Sunday, May 04, 2008

Pardon, si'l vous plait!

There was a time, when you did not hear another person properly, you would prompt him with a question, ‘pardon?’ The response that is current is, a soft ‘sorry?’ or a request to him to ‘come again?’ or a scowl ‘what?’ The word ‘pardon’ has simply gone out of daily use in words and in action. The French still use the captioned phrase in their daily conversational dialogues. In constitutional parlance, the executive’s power of pardon is associated with signaling a reprieve for a person convicted of a criminal offence. The assumption is, the crime is against not any one individual but against the society and the highest authority in the executive alone could show mercy. Indian law does not recognize the victim to have a power to condone or compound heinous and cognizable offences. The Islamic law is different. Section 403 C of the Criminal Procedure Code in Pakistan, for example, enables the victim’s legal heir the power to let a person go off the noose, when the guilty faces death punishment.
May 21, 1991. A dark spectacled woman garlands the leader and seems to lower herself to touch his feet offering obeisance to him. The modesty in the man stops the woman by holding her at the shoulder by his firm, but kind hands. The woman pulls the contrivance strapped around her waist. She blows herself to smithereens and the blast tosses up the leader to land on his now decimated face. 16 others in the immediate vicinity are felled simultaneously with the assassin and the slain leader. A lanky woman at a distance watches the gory spectacle, first hand. The crowd is confused; she is not. She was perhaps the only one alive out there who knew what really had happened and who was the prime target of attack.


The death of the leader changed the course of nation’s history. But the nation is big; its history is long and the resources of the country prodigious to throw up successive leaders who have given direction to the country’s destiny. A lot of things have also happened to that woman. She married the co-conspirator. She had a child while still in prison. She lost the child’s custody to her sister to be brought up outside the prison walls. The mother bore the separation from her daughter. Perhaps, the child has grown up without feeling the warmth of a parental hug or a protected home, when she could come back from her school and dine with her parents. There is infinite sadness in the homes of both the victim and the person in the killer team. The leader’s daughter still cannot believe that there could be a person in the world who could have had hated her adorable father. She meets with the convict to sit by her side to ask her why she did it. The newspapers report that both them wept silently.

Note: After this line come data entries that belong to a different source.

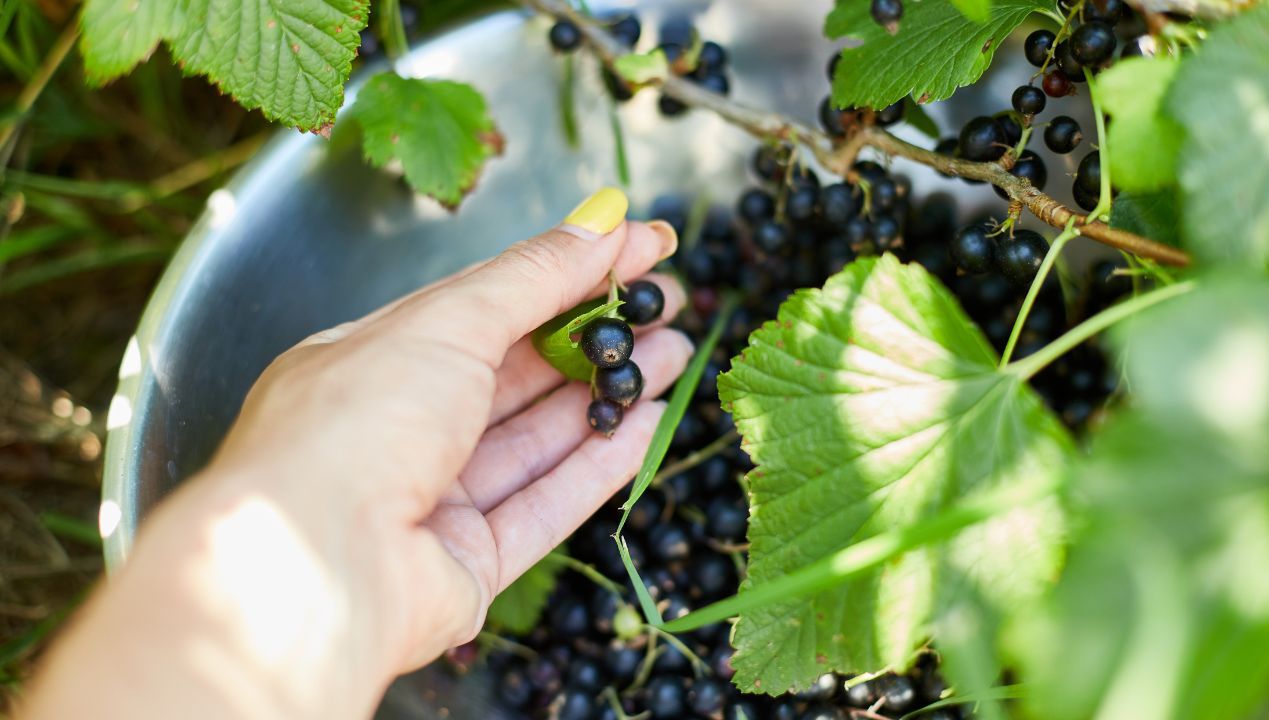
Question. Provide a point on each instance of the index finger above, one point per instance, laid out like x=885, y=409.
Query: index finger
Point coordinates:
x=533, y=281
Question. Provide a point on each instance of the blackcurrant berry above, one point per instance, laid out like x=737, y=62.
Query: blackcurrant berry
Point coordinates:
x=972, y=249
x=644, y=302
x=708, y=696
x=565, y=36
x=887, y=13
x=1091, y=43
x=1056, y=85
x=1019, y=257
x=801, y=202
x=607, y=342
x=885, y=194
x=627, y=29
x=755, y=205
x=1029, y=100
x=666, y=697
x=1038, y=46
x=982, y=139
x=1066, y=61
x=1062, y=135
x=890, y=114
x=838, y=203
x=712, y=57
x=887, y=233
x=770, y=236
x=1088, y=175
x=716, y=83
x=670, y=107
x=572, y=705
x=679, y=31
x=1012, y=128
x=604, y=417
x=621, y=384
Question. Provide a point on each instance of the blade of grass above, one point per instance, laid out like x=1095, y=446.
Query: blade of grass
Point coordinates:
x=83, y=262
x=862, y=556
x=569, y=103
x=15, y=649
x=1003, y=692
x=71, y=528
x=678, y=405
x=623, y=169
x=651, y=615
x=28, y=241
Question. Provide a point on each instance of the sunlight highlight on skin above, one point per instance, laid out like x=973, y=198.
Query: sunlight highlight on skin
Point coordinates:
x=263, y=551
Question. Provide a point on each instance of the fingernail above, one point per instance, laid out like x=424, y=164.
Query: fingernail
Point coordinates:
x=602, y=212
x=668, y=235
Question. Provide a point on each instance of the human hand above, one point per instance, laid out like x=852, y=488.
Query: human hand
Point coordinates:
x=387, y=478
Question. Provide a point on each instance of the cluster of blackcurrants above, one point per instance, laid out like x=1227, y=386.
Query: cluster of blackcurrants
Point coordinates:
x=684, y=536
x=608, y=343
x=703, y=62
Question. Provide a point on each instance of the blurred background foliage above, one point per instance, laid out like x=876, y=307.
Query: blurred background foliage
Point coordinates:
x=97, y=189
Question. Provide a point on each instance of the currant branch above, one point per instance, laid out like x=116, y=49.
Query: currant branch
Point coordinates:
x=838, y=160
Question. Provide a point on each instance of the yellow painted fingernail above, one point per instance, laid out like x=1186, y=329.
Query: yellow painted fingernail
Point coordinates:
x=602, y=212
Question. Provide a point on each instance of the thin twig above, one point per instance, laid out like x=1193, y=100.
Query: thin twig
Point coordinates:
x=767, y=125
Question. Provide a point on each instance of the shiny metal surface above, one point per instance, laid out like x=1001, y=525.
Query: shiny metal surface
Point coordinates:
x=307, y=236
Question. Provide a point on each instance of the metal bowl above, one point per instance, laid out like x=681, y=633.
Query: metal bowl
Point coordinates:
x=307, y=235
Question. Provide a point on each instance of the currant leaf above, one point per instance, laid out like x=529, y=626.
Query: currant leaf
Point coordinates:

The responses to this meeting have been diverse. Some say that the daughter of the victim is matured and a person who carries only love in her bosom is a noble soul; her brother says that he understands her feelings but he could not have done that act himself like his sister; some say that she is paving way for the safety of her family from the terrorist outfit by holding out the olive branch. The surviving victims and the next kin of other persons who died in the same incident have no residual sympathy for the mercenary group. They are maimed and in too much pain to experience the lofty emotions of mercy. Instead, they ask why she did not meet them and console them; what consolation is required for the person who was part of a team that spilt terror and blood, inflicted suffering and privations to innocent persons? They are too difficult to answer. It is all the more difficult to apply any objective standards. For instance, take the case of another person, another family. Sarabjit Singh was caught in the territory of Pakistan. After his arrest, Singh was accused of carrying out bomb blasts in Lahore, Kasur and Faisalabad and reported to have also "admitted" before the court that he had been "involved" in bomb blasts and terrorist activities in Pakistan. He was provided legal assistance to fight his case in the courts of law. He is now sentenced to death. The noose has been readied, but thank the providence, his head has not been shoved inside the ring. His sister, wife and two daughters have been praying, petitioning, beseeching, weeping, all to get their dear Sarabjit back. Now which side are you? Does not your heart pulsate for Sarabjit? Do you feel for the victims of blasts at Lahore and the other places? When the killings have been of innocent persons, is there any such category as friends or enemies? Do you still not love Sarabjit to come back to India and want the victims, their next of kin and the Pakistan establishment to show mercy?

There is no greater transcendent emotion than a willingness to pardon. Here lies the irony. In India, the victim’s heir may show mercy. It is meaningful to the convict only if the State also shows mercy. In Sarabjit’s case, it would seem that the State might show mercy, but will the victims’ heirs also show mercy?

2 comments:

Unknown said...

Sir,
Glad to have been associated with you.

Satyajit

Anonymous said...

Sir:

What would you recommend when a complaint filed under The Protection of Women Against Domestic Violence Act 2005 in August 2006 is still pending till date i.e. 4 years 4 months later, when the said Act says it has to be acted upon and settled within 3 months?

I would like to know how the matter can be expedited, as justice continues to evade me!

Looking forward to any directions as to how I can get justice!